Special Cases in Linear Programming
There are some special cases that you may encounter when handling linear programming problems.These include the following:
1. Alternative optimal solutions—whereby more than one solution provides the optimal value for the objective function. This happens where the optimal objective function line coincides with one of the binding constraint lines.
2. Infeasibility—means that no solution to the Linear Programming problem satisfies all constraints, including the non negativity constraints. This means that feasible region does not exist and no points satisfy all constraint equations and non negativity conditions simultaneously. The problem arises mainly because management’s expectations are too high or because too many restrictions have been placed on the problem.
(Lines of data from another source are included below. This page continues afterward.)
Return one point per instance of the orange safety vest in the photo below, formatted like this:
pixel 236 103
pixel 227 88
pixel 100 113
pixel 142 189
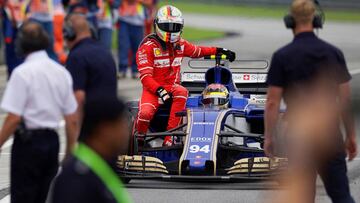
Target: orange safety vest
pixel 131 8
pixel 15 10
pixel 41 6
3. Unbounded. The solution to a maximization Linear Programming is unbounded if the value of the solution may be made infinitely large without violating any of the constraints. For minimisation problem, the solution is unbounded if the value may be made infinitely small. The occurrence of an unbounded solution means that the problem has been improperly formulated (such as missing constraint). For example, its not possible to increase profits indefinitely.